Mathematical Research: Mathematical Economics and Finance
Mathematical Economics and Finance Quiz
Questions
In mathematical economics, the concept of utility refers to:
- The satisfaction derived from consuming goods and services.
- The total value of goods and services produced in an economy.
- The rate at which the price of a good or service changes over time.
- The amount of money an individual has to spend on goods and services.
The efficient frontier in portfolio optimization is the set of portfolios that:
- Offer the highest expected return for a given level of risk.
- Offer the lowest risk for a given level of expected return.
- Maximize the Sharpe ratio.
- Minimize the tracking error.
The Black-Scholes model is used to:
- Price options.
- Value stocks.
- Forecast interest rates.
- Calculate the cost of capital.
The Nash equilibrium in game theory is a situation in which:
- No player can improve their payoff by changing their strategy, given the strategies of the other players.
- All players have the same payoff.
- The total payoff of all players is maximized.
- The game is fair.
The capital asset pricing model (CAPM) is used to:
- Determine the required rate of return on an investment.
- Calculate the beta of a stock.
- Measure the risk of a portfolio.
- All of the above.
The Modigliani-Miller theorem states that:
- The value of a firm is independent of its capital structure.
- The cost of capital is the same for all firms in the same industry.
- The optimal capital structure is the one that maximizes the firm's value.
- The debt-to-equity ratio is irrelevant to the firm's value.
The rational expectations hypothesis states that:
- Individuals and firms form expectations about the future based on all available information.
- Expectations are always correct.
- Expectations are always unbiased.
- Expectations are always rational.
The efficient market hypothesis (EMH) states that:
- All available information is reflected in the prices of securities.

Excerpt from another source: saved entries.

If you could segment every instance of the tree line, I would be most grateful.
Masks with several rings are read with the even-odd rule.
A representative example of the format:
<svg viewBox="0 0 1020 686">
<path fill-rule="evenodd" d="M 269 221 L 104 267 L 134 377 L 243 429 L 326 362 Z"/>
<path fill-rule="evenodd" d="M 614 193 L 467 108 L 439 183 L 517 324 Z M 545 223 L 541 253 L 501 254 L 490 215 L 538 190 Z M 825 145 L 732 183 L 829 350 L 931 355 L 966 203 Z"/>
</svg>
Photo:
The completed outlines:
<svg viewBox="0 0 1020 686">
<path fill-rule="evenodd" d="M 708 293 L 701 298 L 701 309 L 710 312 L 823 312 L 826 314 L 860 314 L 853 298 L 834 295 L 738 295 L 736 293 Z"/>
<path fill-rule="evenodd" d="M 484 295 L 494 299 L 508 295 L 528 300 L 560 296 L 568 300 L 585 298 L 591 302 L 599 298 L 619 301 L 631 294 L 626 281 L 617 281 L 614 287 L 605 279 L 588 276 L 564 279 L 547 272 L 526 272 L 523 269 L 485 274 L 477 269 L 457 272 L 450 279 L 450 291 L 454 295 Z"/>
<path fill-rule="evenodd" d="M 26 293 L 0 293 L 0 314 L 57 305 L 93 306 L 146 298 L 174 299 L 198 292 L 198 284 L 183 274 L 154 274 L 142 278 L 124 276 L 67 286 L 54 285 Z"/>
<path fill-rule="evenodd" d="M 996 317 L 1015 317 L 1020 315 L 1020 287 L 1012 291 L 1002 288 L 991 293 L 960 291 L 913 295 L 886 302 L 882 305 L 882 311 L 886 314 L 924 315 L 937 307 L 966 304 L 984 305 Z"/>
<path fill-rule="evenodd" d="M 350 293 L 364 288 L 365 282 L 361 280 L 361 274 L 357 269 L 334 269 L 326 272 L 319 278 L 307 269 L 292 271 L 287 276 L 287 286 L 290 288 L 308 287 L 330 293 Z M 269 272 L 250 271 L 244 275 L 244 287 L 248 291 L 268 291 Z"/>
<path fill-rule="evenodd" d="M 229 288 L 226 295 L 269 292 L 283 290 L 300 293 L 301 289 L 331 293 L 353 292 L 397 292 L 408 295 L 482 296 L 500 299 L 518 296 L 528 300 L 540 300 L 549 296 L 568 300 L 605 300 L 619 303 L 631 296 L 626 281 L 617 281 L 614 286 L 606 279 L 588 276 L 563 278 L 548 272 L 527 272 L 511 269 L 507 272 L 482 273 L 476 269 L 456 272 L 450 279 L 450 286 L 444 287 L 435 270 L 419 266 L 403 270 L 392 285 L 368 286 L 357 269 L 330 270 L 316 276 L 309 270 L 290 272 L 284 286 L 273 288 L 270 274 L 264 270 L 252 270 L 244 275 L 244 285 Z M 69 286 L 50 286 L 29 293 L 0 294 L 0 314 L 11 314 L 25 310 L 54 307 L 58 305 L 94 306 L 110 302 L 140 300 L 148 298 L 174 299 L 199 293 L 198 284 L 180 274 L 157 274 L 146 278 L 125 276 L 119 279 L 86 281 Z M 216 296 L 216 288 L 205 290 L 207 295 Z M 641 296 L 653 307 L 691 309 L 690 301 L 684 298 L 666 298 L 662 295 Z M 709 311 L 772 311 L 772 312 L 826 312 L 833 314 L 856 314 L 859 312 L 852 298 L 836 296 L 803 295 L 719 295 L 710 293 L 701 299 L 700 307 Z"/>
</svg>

- It is impossible to beat the market.
- Active management is always unsuccessful.
- All of the above.
The arbitrage pricing theory (APT) is a model of:
- Asset pricing.
- Portfolio optimization.
- Risk management.
- All of the above.
The Kelly criterion is a formula for:
- Optimal betting in gambling.
- Optimal investment in financial markets.
- Optimal resource allocation.
- All of the above.
The Monte Carlo simulation is a method for:
- Generating random numbers.
- Simulating complex systems.
- Solving optimization problems.
- All of the above.
The finite difference method is a numerical method for:
- Solving partial differential equations.
- Solving ordinary differential equations.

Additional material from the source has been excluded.